La linea (piatta) della bellezza

10 luglio 2013

La miniserie è ambientata nella Londra bene degli anni del governo Thatcher, che si specchia nella poco lusinghiera famiglia Fredden, composta da un padre incapace di dare valore a ciò che non riguarda la sua carriera economica e politica; una madre la cui estrema affabilità nasconde insane rimozioni; e una figlia tenuta in vita da psicofarmaci. C’è anche un figlio, ma compare appena all’inizio e alla fine, sicché sembra pensato solo per introdurre nella lussuosa casa di Notting Hill dei Fredden l’amico Nick, dopodiché abbandona la scena.

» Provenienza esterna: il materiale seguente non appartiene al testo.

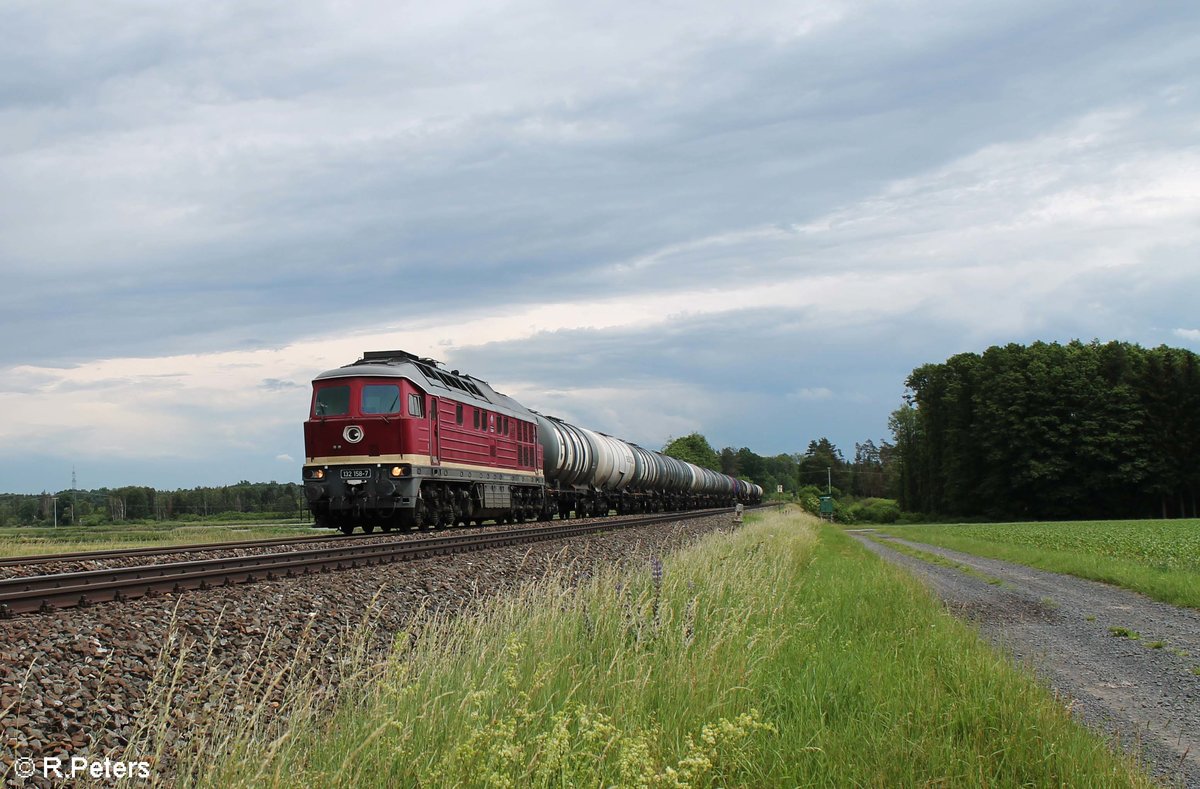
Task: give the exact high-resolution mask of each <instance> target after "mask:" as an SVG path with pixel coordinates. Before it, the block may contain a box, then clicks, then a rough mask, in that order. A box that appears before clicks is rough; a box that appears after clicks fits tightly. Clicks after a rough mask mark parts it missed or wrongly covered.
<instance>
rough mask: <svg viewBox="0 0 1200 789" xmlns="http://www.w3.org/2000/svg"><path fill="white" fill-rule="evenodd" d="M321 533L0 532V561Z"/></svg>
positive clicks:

Con il suo background provinciale e (relativamente) proletario, Nick si ritrova così integrato suo malgrado in una famiglia all’apparenza calorosa, di cui apprezza l’immediata accettazione senza coglierne il paternalismo e prevederne i costi. Persino la sua omosessualità non sembra essere un problema, nonostante l’ideologia conservatrice del pater familias. Nick può così frequentare l’alta società londinese, coltivare amicizie influenti, raccogliere i capitali necessari a fondare una rivista glamour e nulla sembra mettersi sulla sua strada di mattoni gialli. Nemmeno la sua frequentazione con un giovane nero e realmente proletario sembra costituire un problema, tanto più che l’interessato si toglie di mezzo quando viene a sapere di essere malato di Aids. Nick si consolerà intrecciando una sconclusionata relazione con un ricchissimo rampollo velato e cocainomane, che muore anche lui di Aids.

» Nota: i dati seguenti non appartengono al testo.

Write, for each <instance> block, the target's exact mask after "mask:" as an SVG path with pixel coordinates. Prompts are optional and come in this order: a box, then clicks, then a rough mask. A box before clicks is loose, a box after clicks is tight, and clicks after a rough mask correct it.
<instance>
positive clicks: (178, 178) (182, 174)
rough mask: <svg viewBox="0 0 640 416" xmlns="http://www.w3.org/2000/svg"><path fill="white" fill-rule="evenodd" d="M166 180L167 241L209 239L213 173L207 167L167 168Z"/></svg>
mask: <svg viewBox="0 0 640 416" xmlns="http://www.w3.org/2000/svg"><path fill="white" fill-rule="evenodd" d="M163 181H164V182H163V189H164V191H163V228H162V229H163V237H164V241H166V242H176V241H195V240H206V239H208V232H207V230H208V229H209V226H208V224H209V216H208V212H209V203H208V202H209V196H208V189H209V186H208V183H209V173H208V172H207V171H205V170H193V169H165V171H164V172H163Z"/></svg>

Nulla sembra muoversi sin quando la famiglia viene travolta da uno scandalo finanziario e sessuale che tronca la carriera di papà Gerald. Le delusioni, i risentimenti, le miserie mai dette dell’intera famiglia sembrano così ripercuotersi su Nick, ingiustamente aggredito da tutti dopo che a sua insaputa i giornali scandalistici hanno indagato sulla sua vita privata onde trarne materia per ulteriori attacchi contro Gerald. Nick risponde come può, a mezza voce e tra i denti, come aveva sempre fatto con gli amici omofobi del padrone di casa, pur rimanendo sempre al suo posto per non perdere i vantaggi conseguiti.

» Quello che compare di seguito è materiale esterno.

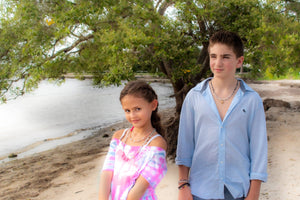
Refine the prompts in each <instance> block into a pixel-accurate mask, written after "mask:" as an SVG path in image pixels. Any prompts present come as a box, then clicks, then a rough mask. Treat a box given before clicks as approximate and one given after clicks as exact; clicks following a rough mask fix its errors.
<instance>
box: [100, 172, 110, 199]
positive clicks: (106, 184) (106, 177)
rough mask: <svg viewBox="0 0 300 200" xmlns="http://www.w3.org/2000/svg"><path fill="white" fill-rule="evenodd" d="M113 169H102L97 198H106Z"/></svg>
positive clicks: (108, 191) (108, 189) (107, 198)
mask: <svg viewBox="0 0 300 200" xmlns="http://www.w3.org/2000/svg"><path fill="white" fill-rule="evenodd" d="M112 176H113V171H102V173H101V177H100V184H99V187H100V188H99V200H108V199H109V194H110V185H111V180H112Z"/></svg>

The Line of Beauty termina sullo sfascio della famiglia e sul fallimento di Nick, che se ne va, lasciando in sospeso il test cui si è sottoposto per assicurarsi di non essere a sua volta sieropositivo.

Il problema è che lo spettatore passa tutta la serie a chiedersi perché non l’abbia fatto prima. Non tanto il test (ma anche), quanto lasciare casa Fredden. Infatti, nonostante alcuni affondi nella morale puritana degli anni Ottanta risultino efficaci, perlopiù vicende e personaggi semplicemente mancano di spessore e di interesse sufficienti a giustificare i costi: quelli di Nick nel farsi ospitare da una famiglia malsana che finge di trattarlo come un pari ma non manca mai di rimetterlo al suo posto; quelli dello spettatore nel seguire per tre puntate le vicende di questa Dynasty inglese senza Alexis, cioè senza camp e senza divertimento.

Non è d’aiuto il legnoso Dan Stevens nel ruolo di Nick, mentre Tim McInnerny sa dare sottigliezza al suo Gerald, sebbene da solo non basti a risollevare le sorti di una serie nell’insieme claudicante e meno incisiva di quanto vorrebbe essere nel suo ritratto d’epoca, nonché troppo ambiziosa per le tre ore a disposizione: per farci stare tutto molto deve essere lasciato sottinteso e la generosità delle ellissi non favorisce né la comprensione né il coinvolgimento.